The original code is a literate port of C code to Java, and uses more memory than necessary. This makes the Java version noticeably slower, and harder to extend.
This version is heavily refactored (and still a work in progress), and in particular makes it easier to use custom data types (e.g. non numeric data) as well as custom kernel functions efficiently.
These results are from a single run of 20news with linear kernel and otherwise default options, as I'm still in progress of testing the codebase for bugs, not for performance.
All accuracy evaluation was done with the C version.
C-SVM | libSVM (C) | libSVM (Java) | libModernSVM |
---|---|---|---|
Training time | 89.32s | 138.78s | 116.43s |
Accuracy | 84.022% | 84.022% | 84.022% |
Accuracy (abs) | 3355/3993 | 3355/3993 | 3355/3993 |
Total nSV | 12771 | 12771 | 12771 |
--------------- | ------------ | --------------- | -------------- |
nu-SVM | libSVM (C) | libSVM (Java) | libModernSVM |
--------------- | ------------ | --------------- | -------------- |
Training time | 163.40s | 264.00s | 221.17s |
Accuracy | 81.5928% | 81.5928% | 81.5928% |
Accuracy (abs) | 3258/3993 | 3258/3993 | 3258/3993 |
Total nSV | 14015 | 14015 | 14015 |
As desired, our runtime improved substantially (15-20% faster) over the original Java version, but we do not yet achieve the performance of the C version. As is, the results appear to be identical, when the parameters are chosen the same way (note that the current version does not have a command line version).
The original implementation used a very C style data type: each vector was
represented as an svm_node[]
array. For Java, this is a rather costly choice.
C uses structs, and svm_node[]
then will be a continuous block of memory,
interleaving int
and double
(with the worst case that the values get padded
to 8 byte boundaries).
Java on the other hand does not have efficient structs. Many small objects can hurt your performance, in particular when the garbage collection kicks in. This representation of sparse vectors yields a kind of ragged array: each array entries points to an object (which may reside at a different memory location) and these tiny objects, carrying 12 bytes of payload but using 24 bytes of memory. This memory layout therefore has an overhead of about 100%.
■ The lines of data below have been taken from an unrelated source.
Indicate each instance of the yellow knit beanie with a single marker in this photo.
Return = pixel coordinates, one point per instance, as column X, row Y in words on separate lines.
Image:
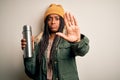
column 54, row 9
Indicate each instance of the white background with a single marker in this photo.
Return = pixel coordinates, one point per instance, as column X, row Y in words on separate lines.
column 99, row 20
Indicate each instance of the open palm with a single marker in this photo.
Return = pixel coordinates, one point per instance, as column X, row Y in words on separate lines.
column 72, row 29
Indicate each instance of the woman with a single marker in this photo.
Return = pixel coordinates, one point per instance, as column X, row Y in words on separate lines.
column 56, row 47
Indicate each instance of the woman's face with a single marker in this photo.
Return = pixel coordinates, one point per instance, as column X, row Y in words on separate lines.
column 53, row 22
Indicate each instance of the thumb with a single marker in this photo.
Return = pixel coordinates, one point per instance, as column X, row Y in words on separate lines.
column 62, row 35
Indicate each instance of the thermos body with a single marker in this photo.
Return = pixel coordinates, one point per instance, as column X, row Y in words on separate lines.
column 27, row 33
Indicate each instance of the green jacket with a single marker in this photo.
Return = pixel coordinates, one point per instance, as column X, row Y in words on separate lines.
column 64, row 66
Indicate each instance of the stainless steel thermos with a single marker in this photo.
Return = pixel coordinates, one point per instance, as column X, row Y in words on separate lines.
column 27, row 34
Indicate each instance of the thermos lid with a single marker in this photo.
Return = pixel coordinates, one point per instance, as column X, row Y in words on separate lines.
column 26, row 28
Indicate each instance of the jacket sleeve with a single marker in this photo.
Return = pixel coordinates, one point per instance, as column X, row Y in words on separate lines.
column 82, row 47
column 30, row 64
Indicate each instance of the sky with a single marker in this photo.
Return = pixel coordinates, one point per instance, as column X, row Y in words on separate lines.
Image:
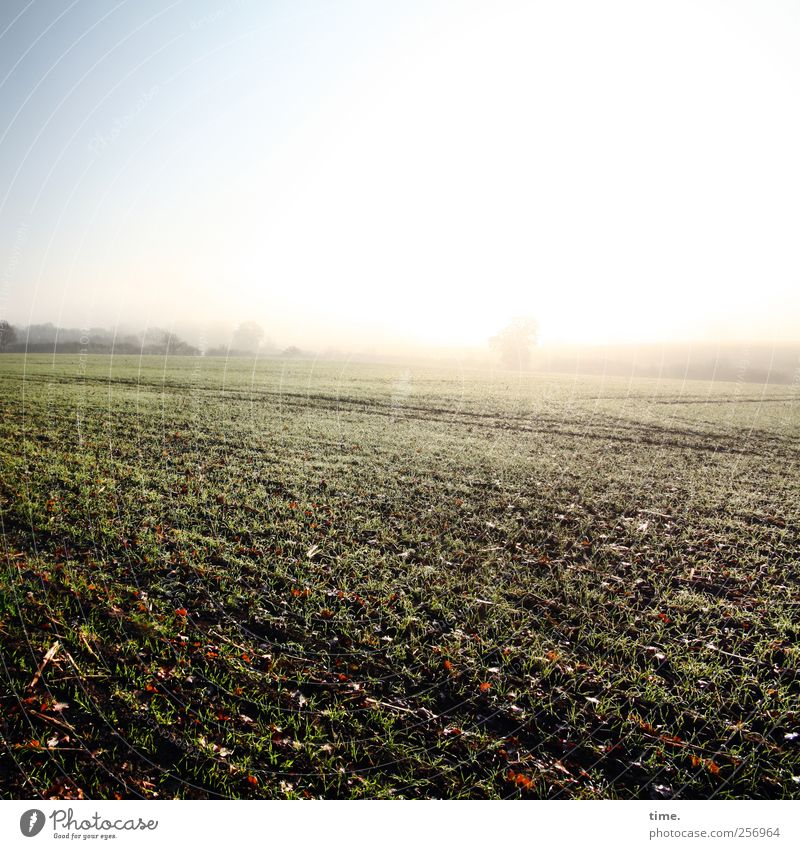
column 378, row 175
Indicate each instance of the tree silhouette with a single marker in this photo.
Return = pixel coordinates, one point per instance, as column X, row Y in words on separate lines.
column 514, row 343
column 8, row 335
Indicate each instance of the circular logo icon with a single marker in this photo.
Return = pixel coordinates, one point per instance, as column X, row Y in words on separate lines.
column 31, row 822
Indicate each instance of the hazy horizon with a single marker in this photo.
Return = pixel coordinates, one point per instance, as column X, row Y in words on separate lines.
column 392, row 179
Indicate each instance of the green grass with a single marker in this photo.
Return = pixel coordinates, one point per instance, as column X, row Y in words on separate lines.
column 295, row 579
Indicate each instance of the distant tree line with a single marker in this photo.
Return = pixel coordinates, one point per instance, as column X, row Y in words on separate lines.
column 47, row 338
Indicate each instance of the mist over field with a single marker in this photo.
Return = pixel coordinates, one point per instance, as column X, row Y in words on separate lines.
column 399, row 401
My replacement vector representation - consisting of an int[]
for the indexes
and a double[]
array - only adds 36-40 bytes of total overhead per vector.
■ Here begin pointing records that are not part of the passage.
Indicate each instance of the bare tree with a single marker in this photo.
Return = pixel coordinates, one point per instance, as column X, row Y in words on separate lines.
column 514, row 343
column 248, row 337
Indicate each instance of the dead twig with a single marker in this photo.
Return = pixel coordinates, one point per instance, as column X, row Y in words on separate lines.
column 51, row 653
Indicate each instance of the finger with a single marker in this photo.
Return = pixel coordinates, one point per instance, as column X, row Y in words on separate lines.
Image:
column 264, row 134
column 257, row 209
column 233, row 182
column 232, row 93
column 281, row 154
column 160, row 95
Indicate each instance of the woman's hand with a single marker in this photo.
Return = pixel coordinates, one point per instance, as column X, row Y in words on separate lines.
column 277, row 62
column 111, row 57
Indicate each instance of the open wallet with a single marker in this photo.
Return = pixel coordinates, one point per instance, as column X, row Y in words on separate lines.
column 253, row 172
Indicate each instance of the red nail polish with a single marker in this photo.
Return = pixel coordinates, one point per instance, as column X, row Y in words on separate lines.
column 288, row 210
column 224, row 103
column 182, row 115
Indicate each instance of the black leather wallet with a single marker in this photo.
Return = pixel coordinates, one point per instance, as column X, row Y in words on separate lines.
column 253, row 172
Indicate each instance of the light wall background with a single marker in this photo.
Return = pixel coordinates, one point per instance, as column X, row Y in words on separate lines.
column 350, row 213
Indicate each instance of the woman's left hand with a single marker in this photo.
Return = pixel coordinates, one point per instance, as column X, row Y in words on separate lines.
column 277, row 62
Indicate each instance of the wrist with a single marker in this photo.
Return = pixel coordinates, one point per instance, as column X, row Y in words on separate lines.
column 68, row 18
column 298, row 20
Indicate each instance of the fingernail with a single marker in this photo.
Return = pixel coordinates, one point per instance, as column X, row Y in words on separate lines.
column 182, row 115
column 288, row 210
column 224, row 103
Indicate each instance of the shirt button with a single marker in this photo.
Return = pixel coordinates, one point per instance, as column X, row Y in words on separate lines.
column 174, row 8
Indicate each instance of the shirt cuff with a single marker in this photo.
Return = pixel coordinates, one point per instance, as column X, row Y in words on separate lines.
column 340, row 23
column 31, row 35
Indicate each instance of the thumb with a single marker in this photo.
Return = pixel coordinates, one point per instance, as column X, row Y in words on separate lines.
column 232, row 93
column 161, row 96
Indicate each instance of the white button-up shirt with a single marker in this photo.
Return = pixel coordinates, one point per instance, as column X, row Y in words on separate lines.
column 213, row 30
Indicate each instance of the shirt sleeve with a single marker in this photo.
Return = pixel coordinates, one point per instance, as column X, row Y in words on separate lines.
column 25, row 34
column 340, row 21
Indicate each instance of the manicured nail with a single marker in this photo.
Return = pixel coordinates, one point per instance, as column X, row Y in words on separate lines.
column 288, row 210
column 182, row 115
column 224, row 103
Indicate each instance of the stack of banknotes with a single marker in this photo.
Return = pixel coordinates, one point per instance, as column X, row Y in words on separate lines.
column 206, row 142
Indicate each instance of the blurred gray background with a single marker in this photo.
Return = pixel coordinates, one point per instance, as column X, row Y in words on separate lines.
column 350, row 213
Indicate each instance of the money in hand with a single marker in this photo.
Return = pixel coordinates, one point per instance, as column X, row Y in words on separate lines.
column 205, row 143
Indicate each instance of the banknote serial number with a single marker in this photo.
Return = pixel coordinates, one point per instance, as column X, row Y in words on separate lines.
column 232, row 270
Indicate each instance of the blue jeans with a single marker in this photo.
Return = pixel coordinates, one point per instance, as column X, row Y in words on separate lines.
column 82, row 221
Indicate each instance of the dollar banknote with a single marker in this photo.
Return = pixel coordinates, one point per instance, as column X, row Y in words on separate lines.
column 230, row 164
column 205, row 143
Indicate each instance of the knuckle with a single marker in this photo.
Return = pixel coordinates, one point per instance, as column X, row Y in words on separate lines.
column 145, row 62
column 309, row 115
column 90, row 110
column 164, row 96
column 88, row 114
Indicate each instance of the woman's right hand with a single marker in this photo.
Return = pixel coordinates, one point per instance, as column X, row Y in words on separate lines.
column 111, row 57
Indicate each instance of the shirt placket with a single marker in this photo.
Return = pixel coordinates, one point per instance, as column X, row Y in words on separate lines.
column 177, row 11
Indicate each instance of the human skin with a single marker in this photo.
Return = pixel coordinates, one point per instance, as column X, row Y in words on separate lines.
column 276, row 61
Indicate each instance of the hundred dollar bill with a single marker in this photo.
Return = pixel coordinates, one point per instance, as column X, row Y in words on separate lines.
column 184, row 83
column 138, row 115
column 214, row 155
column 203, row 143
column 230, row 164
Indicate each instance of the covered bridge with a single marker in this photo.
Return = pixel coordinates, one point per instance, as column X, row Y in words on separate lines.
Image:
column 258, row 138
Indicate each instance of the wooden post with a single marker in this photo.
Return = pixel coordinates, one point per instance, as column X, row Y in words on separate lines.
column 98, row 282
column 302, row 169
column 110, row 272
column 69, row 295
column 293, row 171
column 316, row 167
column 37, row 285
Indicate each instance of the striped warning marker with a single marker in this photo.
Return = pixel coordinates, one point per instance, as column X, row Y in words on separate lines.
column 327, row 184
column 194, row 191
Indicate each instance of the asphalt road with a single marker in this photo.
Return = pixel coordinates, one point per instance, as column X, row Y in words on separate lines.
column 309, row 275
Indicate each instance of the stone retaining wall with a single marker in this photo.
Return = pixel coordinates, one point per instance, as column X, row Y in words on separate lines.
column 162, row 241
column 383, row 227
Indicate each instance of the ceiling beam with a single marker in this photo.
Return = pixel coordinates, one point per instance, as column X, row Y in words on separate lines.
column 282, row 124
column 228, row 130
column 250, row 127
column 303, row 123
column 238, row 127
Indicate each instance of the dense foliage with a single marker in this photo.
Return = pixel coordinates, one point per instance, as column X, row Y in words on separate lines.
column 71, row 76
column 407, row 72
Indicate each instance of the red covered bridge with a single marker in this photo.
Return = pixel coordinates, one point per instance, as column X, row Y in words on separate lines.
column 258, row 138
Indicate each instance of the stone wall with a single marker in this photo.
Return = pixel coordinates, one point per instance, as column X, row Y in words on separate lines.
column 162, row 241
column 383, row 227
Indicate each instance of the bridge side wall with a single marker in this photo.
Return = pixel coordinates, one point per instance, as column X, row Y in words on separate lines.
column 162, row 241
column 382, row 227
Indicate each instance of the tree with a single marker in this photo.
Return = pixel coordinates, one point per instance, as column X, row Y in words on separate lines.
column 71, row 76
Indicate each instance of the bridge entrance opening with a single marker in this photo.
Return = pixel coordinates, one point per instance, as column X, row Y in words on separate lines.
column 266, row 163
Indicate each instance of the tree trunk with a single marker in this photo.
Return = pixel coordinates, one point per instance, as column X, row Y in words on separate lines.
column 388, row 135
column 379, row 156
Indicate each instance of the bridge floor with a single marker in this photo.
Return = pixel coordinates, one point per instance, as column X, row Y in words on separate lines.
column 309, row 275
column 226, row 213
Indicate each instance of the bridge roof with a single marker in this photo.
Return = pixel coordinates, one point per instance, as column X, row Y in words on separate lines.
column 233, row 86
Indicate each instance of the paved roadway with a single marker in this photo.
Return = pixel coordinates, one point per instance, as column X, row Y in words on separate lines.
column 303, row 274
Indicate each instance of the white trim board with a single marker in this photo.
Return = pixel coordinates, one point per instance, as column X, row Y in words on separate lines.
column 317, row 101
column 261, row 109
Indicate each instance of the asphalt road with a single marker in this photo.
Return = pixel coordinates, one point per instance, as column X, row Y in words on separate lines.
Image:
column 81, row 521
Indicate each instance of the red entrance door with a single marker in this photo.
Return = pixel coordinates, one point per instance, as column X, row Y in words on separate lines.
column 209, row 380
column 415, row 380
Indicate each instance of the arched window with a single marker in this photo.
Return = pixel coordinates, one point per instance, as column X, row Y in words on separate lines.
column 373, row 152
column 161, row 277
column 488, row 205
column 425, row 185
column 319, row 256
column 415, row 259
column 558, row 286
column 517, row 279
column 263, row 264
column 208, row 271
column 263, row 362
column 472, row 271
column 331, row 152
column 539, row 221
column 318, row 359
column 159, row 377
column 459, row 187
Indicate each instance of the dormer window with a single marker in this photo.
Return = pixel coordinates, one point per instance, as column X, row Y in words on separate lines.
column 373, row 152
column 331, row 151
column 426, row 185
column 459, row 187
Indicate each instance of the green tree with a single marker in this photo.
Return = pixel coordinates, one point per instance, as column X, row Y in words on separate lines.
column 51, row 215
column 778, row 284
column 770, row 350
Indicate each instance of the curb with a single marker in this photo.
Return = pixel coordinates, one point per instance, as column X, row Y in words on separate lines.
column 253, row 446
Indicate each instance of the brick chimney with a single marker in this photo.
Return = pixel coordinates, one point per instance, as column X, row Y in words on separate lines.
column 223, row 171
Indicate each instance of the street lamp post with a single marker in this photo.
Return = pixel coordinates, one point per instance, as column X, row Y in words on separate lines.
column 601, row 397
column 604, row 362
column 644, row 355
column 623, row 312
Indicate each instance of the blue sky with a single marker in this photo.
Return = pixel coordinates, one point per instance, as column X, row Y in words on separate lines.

Plus, I assume, this memory layout is easier to optimize for Java and easier
to perform garbage collection. I found these vector representations to work
well when working on ELKI Data Mining. Many of
the changes done to this version of libSVM are meant to make it easier to
integrate in ELKI...
First benchmarking results showed that most of the runtime is indeed used to compute the kernel functions. Benefits in computing dot products can therefore be expected to directly translate into overall performance gains.